Impact on 10 mm plate blasted with Wheelabrator GH 40, SA 2.5 240 "C, pre-annealed, coated, baked for 120 seconds at 240 ° C and immediately cooled in water:

Example 1 Comparative Comparative Example 1 Example 2

Layer thickness imp. ¹ ) Layer thickness imp. ¹⁾ Layer thickness imp. Μm kg * cm μm kg * cm μm kg * cm

Item 1 550 (60) 670 (50) 540 (50)

Item 2 570 55 660 (45) 560 40

Item 3 570 (60) 660 (40) 560 45

Point 4 610 55 670 35 570 (50)

Item 5 550 (55) 650 (40) 540 45

Point 6 600 55 640 35 610 50

Item 7 550 (60) 600 (35) 520 50

Point 8 600 55 600 35 540 (55)

Impact values without () = OK, there is no destruction of the film. Impact values with () = not ok, i.e. H. the film is destroyed

^ ': The value given is the product of the weight of the falling body (kg) and the falling height (cm).

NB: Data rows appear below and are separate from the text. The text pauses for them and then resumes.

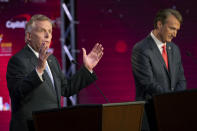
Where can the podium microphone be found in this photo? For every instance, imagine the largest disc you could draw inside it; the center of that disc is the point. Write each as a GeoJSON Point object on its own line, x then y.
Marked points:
{"type": "Point", "coordinates": [75, 62]}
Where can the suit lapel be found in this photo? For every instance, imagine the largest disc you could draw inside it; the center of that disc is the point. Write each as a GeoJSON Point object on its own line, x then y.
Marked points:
{"type": "Point", "coordinates": [169, 51]}
{"type": "Point", "coordinates": [157, 54]}
{"type": "Point", "coordinates": [52, 68]}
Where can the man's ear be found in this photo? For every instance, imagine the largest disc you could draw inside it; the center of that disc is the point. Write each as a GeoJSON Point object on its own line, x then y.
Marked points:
{"type": "Point", "coordinates": [159, 25]}
{"type": "Point", "coordinates": [28, 36]}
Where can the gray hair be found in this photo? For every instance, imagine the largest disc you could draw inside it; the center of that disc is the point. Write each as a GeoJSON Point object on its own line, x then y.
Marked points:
{"type": "Point", "coordinates": [38, 17]}
{"type": "Point", "coordinates": [162, 15]}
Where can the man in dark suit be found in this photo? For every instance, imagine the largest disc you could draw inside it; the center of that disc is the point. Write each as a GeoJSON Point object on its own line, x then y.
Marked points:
{"type": "Point", "coordinates": [34, 76]}
{"type": "Point", "coordinates": [156, 60]}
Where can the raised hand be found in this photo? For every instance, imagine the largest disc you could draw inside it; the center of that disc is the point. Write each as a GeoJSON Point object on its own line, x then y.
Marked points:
{"type": "Point", "coordinates": [92, 59]}
{"type": "Point", "coordinates": [43, 55]}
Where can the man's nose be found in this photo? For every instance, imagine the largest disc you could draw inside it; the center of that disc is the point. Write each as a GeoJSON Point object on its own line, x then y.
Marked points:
{"type": "Point", "coordinates": [174, 33]}
{"type": "Point", "coordinates": [46, 35]}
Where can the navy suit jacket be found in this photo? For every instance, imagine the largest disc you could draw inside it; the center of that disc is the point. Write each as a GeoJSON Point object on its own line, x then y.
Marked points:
{"type": "Point", "coordinates": [150, 72]}
{"type": "Point", "coordinates": [28, 93]}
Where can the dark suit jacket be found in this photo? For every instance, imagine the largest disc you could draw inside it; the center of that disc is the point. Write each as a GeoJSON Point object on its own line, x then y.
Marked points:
{"type": "Point", "coordinates": [150, 72]}
{"type": "Point", "coordinates": [28, 93]}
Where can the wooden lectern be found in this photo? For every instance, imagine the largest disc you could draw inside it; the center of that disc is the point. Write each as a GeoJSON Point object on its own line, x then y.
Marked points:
{"type": "Point", "coordinates": [175, 111]}
{"type": "Point", "coordinates": [99, 117]}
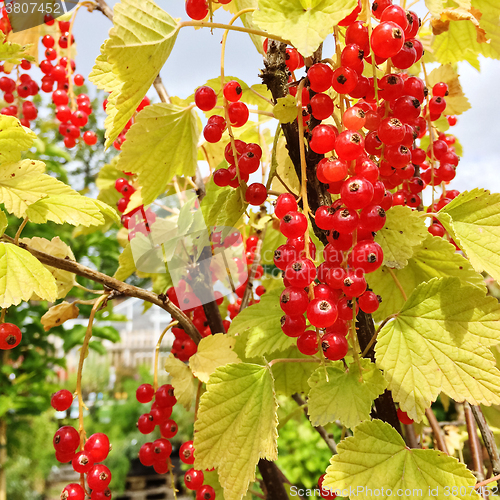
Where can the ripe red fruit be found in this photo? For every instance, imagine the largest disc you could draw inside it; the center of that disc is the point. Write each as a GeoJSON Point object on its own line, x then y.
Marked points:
{"type": "Point", "coordinates": [73, 492]}
{"type": "Point", "coordinates": [61, 400]}
{"type": "Point", "coordinates": [256, 194]}
{"type": "Point", "coordinates": [293, 224]}
{"type": "Point", "coordinates": [403, 417]}
{"type": "Point", "coordinates": [387, 39]}
{"type": "Point", "coordinates": [334, 346]}
{"type": "Point", "coordinates": [206, 492]}
{"type": "Point", "coordinates": [165, 396]}
{"type": "Point", "coordinates": [66, 440]}
{"type": "Point", "coordinates": [285, 203]}
{"type": "Point", "coordinates": [10, 336]}
{"type": "Point", "coordinates": [186, 453]}
{"type": "Point", "coordinates": [197, 9]}
{"type": "Point", "coordinates": [146, 454]}
{"type": "Point", "coordinates": [144, 393]}
{"type": "Point", "coordinates": [98, 446]}
{"type": "Point", "coordinates": [99, 477]}
{"type": "Point", "coordinates": [307, 343]}
{"type": "Point", "coordinates": [205, 97]}
{"type": "Point", "coordinates": [320, 77]}
{"type": "Point", "coordinates": [193, 479]}
{"type": "Point", "coordinates": [294, 301]}
{"type": "Point", "coordinates": [82, 462]}
{"type": "Point", "coordinates": [369, 302]}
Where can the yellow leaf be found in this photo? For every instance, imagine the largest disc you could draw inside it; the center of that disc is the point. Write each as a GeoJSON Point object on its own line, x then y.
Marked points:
{"type": "Point", "coordinates": [57, 315]}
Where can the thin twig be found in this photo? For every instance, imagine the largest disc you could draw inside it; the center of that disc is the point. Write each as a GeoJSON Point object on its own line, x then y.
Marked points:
{"type": "Point", "coordinates": [330, 442]}
{"type": "Point", "coordinates": [488, 439]}
{"type": "Point", "coordinates": [436, 430]}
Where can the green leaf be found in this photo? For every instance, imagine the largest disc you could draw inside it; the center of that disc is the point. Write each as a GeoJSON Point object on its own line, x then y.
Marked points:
{"type": "Point", "coordinates": [3, 222]}
{"type": "Point", "coordinates": [24, 183]}
{"type": "Point", "coordinates": [161, 144]}
{"type": "Point", "coordinates": [440, 342]}
{"type": "Point", "coordinates": [72, 209]}
{"type": "Point", "coordinates": [140, 42]}
{"type": "Point", "coordinates": [404, 230]}
{"type": "Point", "coordinates": [285, 109]}
{"type": "Point", "coordinates": [21, 275]}
{"type": "Point", "coordinates": [305, 27]}
{"type": "Point", "coordinates": [262, 321]}
{"type": "Point", "coordinates": [347, 395]}
{"type": "Point", "coordinates": [213, 351]}
{"type": "Point", "coordinates": [126, 264]}
{"type": "Point", "coordinates": [236, 425]}
{"type": "Point", "coordinates": [376, 456]}
{"type": "Point", "coordinates": [14, 138]}
{"type": "Point", "coordinates": [434, 258]}
{"type": "Point", "coordinates": [182, 380]}
{"type": "Point", "coordinates": [473, 220]}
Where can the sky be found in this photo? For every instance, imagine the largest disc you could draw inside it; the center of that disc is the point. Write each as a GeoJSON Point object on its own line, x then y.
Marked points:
{"type": "Point", "coordinates": [196, 58]}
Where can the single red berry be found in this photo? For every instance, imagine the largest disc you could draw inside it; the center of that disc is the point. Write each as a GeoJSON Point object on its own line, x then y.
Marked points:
{"type": "Point", "coordinates": [334, 346]}
{"type": "Point", "coordinates": [10, 336]}
{"type": "Point", "coordinates": [193, 479]}
{"type": "Point", "coordinates": [205, 97]}
{"type": "Point", "coordinates": [144, 393]}
{"type": "Point", "coordinates": [82, 462]}
{"type": "Point", "coordinates": [256, 194]}
{"type": "Point", "coordinates": [168, 429]}
{"type": "Point", "coordinates": [99, 477]}
{"type": "Point", "coordinates": [307, 343]}
{"type": "Point", "coordinates": [206, 492]}
{"type": "Point", "coordinates": [66, 439]}
{"type": "Point", "coordinates": [61, 400]}
{"type": "Point", "coordinates": [186, 452]}
{"type": "Point", "coordinates": [321, 313]}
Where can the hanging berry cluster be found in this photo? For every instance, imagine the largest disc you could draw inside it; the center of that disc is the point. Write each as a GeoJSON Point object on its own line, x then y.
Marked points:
{"type": "Point", "coordinates": [157, 453]}
{"type": "Point", "coordinates": [86, 461]}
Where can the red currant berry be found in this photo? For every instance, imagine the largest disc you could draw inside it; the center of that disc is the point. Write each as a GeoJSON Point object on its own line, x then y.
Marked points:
{"type": "Point", "coordinates": [193, 479]}
{"type": "Point", "coordinates": [186, 453]}
{"type": "Point", "coordinates": [205, 98]}
{"type": "Point", "coordinates": [98, 446]}
{"type": "Point", "coordinates": [144, 393]}
{"type": "Point", "coordinates": [99, 477]}
{"type": "Point", "coordinates": [82, 462]}
{"type": "Point", "coordinates": [334, 346]}
{"type": "Point", "coordinates": [307, 343]}
{"type": "Point", "coordinates": [403, 417]}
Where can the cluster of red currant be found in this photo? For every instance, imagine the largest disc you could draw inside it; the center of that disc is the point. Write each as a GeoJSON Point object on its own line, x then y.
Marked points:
{"type": "Point", "coordinates": [330, 305]}
{"type": "Point", "coordinates": [157, 453]}
{"type": "Point", "coordinates": [87, 461]}
{"type": "Point", "coordinates": [198, 9]}
{"type": "Point", "coordinates": [10, 336]}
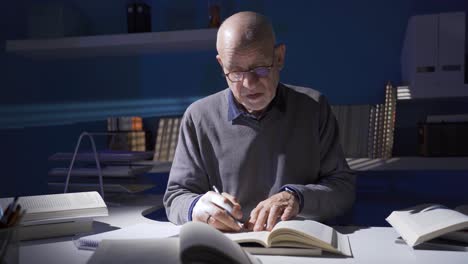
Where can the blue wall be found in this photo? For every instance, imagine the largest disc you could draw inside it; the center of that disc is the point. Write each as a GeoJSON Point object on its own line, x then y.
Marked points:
{"type": "Point", "coordinates": [346, 49]}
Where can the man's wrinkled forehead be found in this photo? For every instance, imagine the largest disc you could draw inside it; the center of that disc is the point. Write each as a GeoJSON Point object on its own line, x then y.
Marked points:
{"type": "Point", "coordinates": [246, 59]}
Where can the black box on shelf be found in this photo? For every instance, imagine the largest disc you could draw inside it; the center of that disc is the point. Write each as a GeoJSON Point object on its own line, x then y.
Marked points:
{"type": "Point", "coordinates": [138, 17]}
{"type": "Point", "coordinates": [443, 139]}
{"type": "Point", "coordinates": [131, 18]}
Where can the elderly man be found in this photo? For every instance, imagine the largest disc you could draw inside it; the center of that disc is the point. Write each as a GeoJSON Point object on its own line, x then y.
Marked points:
{"type": "Point", "coordinates": [271, 148]}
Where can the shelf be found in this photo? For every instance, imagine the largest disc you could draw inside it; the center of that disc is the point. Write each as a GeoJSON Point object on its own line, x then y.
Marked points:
{"type": "Point", "coordinates": [409, 164]}
{"type": "Point", "coordinates": [115, 45]}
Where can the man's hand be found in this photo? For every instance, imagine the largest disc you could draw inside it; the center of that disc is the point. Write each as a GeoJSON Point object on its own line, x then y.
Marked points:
{"type": "Point", "coordinates": [267, 212]}
{"type": "Point", "coordinates": [211, 208]}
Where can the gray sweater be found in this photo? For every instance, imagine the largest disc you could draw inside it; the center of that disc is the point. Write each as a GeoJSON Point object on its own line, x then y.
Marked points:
{"type": "Point", "coordinates": [296, 144]}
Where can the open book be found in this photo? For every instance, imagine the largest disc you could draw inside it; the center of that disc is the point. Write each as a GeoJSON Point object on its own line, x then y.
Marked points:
{"type": "Point", "coordinates": [428, 221]}
{"type": "Point", "coordinates": [295, 237]}
{"type": "Point", "coordinates": [197, 243]}
{"type": "Point", "coordinates": [58, 214]}
{"type": "Point", "coordinates": [137, 231]}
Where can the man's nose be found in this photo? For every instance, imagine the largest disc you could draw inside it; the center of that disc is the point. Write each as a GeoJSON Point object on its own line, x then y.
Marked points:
{"type": "Point", "coordinates": [249, 80]}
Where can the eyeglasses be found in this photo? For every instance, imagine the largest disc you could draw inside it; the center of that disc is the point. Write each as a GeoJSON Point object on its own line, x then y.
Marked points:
{"type": "Point", "coordinates": [261, 72]}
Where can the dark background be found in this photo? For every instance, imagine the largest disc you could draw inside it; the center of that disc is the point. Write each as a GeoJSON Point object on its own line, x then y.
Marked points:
{"type": "Point", "coordinates": [346, 49]}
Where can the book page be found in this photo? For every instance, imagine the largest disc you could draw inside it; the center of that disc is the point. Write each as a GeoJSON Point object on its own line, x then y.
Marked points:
{"type": "Point", "coordinates": [309, 234]}
{"type": "Point", "coordinates": [142, 251]}
{"type": "Point", "coordinates": [421, 223]}
{"type": "Point", "coordinates": [63, 206]}
{"type": "Point", "coordinates": [260, 237]}
{"type": "Point", "coordinates": [307, 228]}
{"type": "Point", "coordinates": [63, 201]}
{"type": "Point", "coordinates": [201, 243]}
{"type": "Point", "coordinates": [138, 231]}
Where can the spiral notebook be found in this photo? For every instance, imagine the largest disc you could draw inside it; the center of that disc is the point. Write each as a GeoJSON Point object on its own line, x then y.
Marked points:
{"type": "Point", "coordinates": [138, 231]}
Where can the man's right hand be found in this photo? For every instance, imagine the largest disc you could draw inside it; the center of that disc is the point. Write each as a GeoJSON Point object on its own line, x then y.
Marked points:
{"type": "Point", "coordinates": [211, 208]}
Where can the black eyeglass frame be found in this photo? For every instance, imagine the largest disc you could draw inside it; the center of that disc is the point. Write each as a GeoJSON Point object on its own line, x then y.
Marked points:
{"type": "Point", "coordinates": [254, 70]}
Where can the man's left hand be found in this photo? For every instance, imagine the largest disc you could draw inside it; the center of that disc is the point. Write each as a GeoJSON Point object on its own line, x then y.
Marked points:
{"type": "Point", "coordinates": [282, 205]}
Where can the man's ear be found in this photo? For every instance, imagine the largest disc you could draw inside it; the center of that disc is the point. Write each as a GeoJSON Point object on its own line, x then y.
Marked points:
{"type": "Point", "coordinates": [280, 52]}
{"type": "Point", "coordinates": [218, 58]}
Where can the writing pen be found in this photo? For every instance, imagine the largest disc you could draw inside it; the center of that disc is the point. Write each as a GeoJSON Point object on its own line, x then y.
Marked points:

Water storage at 80 ° C in tap water to 5 mm

Blasted board with Wheelabrator GH 40, SA 2.5, dipped in 10 vol% in Basomat PT, pre-annealed at 240 ° C, coated, baked for 120 seconds at 240 ° C and immediately cooled in water. Layer thickness: 400-500 μm

Example 1 Comparative | example 1 example 2 |

Hot cold hot | Cold hot | Cold |

unloaded + 1 * 1 * 1

168 hours + + - | * _ | - |

336 hours + + - | * 1 1

504 hours + + - | * - | - |

672 hours + + - | - - | - |

840 hours + / * + * / _ | * / _ 1 - 1

1008 hours + / * + / * - | - _ | - |

++ = very good, + = giit, * = moderate, - = bad,

- = very bad

CD test on 10 mm plates blasted with Wheelabrator GH 40, SA 2.5, immersed in 10 vol% Basomat PT, preheated to 240 ° C., coated, baked for 120 seconds at 240 ° C. and immediately cooled in water . Layer thickness: 400 - 500 μm Unterwande¬ example 1 comparative comparison according to example 1 example 2

30 days RT 0 - 1 mm X X

2 days 65 ° C 0 mm X X

14 days 65 ° C 1 mm X X

x - poor liability, therefore no infiltration was found.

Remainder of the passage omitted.